The data on the data pages is not guaranteed to be sorted, but the access, which is always through the leaf pages, guarantees that the data is retrieved in sorted order. (This is not true for ISAM.)

Because the leaf entries are in sorted order, the maximum aggregate for a B-tree key does not require a table scan. Instead the index is read backwards.

Deleted Rows in a B-tree Table

If rows are deleted on the associated data page, the space is reused the next time a row is appended to that page. If rows are deleted from a data page that is no longer associated, the space is not reused. If all the rows on a non-associated data page are deleted, the page is immediately added to the free list and becomes available for reuse.

Note: The only way to free up unused data pages completely and return disk space to the operating system is to change the storage structure to B-tree. You can do this using the Modify Table Structure dialog or using the modify statement.

The reason that deleted space on a non-associated data page is not automatically reused is to speed the append operation. Appending to one particular page (the "associated data page") is faster than tracking and checking all the available free space on non-associated data pages; appending to the associated data page also provides better key clustering when data addition occurs in sorted key order. Because appends generally occur more frequently than deletes, preserving the performance of the append operation seems wiser than reusing deleted space from non-associated data pages.

When to Use B-tree

B-tree is the most versatile storage structure, as it supports both exact match and range retrievals and includes a dynamic index, so that frequent remodification is not necessary.

B-tree is a good storage structure to use in any of these cases:

The table is growing at a rapid rate.
You use pattern matching.
You retrieve ranges of key values.
You retrieve using only the leftmost part of a multi-column key.

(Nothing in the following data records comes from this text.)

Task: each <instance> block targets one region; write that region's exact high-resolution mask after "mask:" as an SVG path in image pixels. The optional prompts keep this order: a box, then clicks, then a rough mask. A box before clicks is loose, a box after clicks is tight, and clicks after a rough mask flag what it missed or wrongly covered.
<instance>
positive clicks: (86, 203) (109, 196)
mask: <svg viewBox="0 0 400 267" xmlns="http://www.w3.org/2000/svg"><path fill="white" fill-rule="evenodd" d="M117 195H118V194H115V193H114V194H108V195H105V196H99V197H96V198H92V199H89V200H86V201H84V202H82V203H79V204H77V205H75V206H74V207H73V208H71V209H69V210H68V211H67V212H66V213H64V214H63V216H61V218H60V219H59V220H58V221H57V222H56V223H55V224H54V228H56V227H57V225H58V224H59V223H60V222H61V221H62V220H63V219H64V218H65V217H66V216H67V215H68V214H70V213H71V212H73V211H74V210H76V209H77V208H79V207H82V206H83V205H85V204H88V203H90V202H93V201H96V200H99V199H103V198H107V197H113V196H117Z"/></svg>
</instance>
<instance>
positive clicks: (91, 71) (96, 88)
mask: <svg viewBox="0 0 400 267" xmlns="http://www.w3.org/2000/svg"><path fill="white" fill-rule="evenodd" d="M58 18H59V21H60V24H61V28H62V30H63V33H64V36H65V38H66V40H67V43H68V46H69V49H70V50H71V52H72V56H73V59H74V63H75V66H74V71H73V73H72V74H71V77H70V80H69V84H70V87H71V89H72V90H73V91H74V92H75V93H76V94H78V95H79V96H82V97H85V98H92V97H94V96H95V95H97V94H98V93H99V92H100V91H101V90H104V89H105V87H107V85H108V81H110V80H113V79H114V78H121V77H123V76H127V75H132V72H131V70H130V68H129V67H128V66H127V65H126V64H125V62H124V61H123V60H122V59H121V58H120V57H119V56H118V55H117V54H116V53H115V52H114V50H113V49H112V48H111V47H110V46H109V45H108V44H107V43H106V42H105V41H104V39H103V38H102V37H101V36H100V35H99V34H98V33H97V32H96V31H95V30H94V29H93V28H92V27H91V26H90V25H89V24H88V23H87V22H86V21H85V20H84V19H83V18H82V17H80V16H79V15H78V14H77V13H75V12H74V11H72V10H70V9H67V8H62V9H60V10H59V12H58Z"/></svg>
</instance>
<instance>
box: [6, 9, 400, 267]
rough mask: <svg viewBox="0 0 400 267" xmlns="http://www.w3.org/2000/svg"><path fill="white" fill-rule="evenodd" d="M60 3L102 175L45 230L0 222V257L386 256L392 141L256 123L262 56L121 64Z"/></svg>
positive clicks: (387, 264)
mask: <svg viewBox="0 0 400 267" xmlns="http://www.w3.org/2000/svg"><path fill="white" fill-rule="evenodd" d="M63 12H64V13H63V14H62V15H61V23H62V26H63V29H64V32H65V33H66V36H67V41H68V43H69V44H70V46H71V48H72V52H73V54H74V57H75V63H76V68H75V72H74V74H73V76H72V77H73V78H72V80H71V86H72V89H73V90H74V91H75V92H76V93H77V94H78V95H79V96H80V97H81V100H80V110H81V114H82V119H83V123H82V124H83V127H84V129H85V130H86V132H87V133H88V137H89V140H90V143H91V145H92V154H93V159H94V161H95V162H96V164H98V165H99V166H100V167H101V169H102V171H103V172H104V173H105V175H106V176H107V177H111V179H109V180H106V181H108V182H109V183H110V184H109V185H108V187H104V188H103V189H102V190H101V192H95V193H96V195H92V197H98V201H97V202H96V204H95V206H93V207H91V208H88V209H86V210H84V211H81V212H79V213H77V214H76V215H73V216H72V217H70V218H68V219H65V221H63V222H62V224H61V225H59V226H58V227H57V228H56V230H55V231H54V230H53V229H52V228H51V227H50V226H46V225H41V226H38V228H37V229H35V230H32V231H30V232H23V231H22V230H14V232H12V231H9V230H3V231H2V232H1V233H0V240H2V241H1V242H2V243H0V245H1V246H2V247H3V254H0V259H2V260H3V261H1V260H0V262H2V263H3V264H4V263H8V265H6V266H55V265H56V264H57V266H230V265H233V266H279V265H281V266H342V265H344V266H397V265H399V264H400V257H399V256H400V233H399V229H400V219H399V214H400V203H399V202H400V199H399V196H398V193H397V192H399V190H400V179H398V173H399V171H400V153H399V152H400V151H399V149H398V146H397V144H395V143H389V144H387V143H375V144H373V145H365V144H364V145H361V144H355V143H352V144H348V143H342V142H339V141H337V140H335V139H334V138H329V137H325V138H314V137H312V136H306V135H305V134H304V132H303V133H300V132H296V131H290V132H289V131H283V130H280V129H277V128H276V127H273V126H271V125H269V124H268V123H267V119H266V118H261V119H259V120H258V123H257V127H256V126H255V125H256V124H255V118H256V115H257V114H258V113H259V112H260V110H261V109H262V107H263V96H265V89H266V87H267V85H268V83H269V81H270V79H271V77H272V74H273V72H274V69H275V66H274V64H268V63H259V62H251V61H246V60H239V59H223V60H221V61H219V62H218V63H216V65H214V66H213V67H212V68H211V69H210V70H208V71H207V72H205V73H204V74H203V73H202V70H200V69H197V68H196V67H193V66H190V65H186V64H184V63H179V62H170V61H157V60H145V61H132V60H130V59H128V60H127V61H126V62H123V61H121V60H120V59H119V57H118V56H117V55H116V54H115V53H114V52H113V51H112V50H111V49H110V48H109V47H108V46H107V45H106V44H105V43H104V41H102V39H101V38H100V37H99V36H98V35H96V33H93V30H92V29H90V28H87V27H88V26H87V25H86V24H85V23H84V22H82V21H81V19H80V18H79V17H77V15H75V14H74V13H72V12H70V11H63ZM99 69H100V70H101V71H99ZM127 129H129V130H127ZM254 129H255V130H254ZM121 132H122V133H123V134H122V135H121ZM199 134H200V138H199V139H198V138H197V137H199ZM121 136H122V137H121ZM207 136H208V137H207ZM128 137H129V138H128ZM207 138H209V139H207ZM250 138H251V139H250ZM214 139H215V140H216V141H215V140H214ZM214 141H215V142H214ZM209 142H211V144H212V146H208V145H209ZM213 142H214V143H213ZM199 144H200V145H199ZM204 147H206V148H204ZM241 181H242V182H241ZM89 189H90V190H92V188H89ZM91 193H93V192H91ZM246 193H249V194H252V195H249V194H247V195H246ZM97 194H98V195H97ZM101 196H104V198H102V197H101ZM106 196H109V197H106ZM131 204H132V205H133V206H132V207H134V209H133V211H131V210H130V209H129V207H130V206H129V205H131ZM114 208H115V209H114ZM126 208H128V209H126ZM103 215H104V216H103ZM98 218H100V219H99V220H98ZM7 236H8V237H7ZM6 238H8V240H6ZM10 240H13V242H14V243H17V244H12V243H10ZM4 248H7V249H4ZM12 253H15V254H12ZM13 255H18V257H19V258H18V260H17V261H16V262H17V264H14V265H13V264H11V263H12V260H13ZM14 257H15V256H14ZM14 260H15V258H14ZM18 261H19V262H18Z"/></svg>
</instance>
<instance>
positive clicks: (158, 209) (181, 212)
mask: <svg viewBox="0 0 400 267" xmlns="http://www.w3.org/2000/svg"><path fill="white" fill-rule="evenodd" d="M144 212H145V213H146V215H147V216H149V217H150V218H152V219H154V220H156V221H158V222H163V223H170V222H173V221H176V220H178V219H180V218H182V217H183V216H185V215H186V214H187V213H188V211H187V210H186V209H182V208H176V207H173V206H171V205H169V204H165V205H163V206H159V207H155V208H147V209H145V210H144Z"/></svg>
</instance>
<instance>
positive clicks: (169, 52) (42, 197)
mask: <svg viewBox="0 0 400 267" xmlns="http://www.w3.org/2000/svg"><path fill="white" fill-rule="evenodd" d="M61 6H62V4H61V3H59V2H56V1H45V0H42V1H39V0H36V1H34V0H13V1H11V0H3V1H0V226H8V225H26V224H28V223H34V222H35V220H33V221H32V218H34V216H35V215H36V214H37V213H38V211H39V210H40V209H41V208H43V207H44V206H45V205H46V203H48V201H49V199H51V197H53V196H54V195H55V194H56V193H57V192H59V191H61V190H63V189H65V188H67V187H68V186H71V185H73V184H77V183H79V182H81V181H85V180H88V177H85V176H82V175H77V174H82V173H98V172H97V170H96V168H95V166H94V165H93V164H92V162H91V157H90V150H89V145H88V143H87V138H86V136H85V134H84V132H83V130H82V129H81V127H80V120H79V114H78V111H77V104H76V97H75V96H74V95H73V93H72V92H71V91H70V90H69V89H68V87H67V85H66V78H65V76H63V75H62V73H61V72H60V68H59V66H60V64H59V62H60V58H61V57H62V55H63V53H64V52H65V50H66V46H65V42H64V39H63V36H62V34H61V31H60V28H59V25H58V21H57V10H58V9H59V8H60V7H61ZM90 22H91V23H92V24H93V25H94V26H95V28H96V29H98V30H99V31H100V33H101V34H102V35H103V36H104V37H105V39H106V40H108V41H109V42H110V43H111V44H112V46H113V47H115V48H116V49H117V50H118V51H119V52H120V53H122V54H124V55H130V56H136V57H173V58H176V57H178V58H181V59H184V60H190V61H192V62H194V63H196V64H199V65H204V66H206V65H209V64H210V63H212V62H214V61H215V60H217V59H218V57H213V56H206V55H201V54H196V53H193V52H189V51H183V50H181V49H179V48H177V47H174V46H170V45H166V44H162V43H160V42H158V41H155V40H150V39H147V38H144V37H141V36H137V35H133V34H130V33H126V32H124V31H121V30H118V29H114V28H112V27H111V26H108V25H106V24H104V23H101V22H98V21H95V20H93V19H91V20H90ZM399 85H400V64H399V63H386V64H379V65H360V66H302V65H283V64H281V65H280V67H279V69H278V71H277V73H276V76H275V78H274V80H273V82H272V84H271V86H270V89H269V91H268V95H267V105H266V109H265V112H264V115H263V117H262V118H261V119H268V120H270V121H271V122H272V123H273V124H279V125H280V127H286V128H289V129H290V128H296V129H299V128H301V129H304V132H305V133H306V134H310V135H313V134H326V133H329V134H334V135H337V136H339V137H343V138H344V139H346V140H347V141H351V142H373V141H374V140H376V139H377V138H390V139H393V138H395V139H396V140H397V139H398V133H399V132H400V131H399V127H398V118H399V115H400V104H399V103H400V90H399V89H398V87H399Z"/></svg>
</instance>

B-tree is a poor storage structure to use if:

The table is relatively static.
The table is small, static, and access is heavily concurrent.

B-tree Troubleshooting

The following are problems encountered with the B-tree storage structure, and their solutions:

Problem	Solution
You tried to use pattern matching, but did not specify the leftmost character.	Specify the leftmost part of the key; F does not use the B-tree index, but F* does. If you cannot modify the search condition, the entire table must be scanned.
You tried to use just part of a multi-column key, but did not specify the leftmost column.	Specify the leftmost column of the multi-column key. If you cannot modify the search condition, create a secondary index with only the columns on which you are searching.
You are deleting frequently, as well as adding data.	To reclaim space, periodically select Shrink B-tree Index in the Modify Table Structure dialog, or use the modify to merge or modify statements.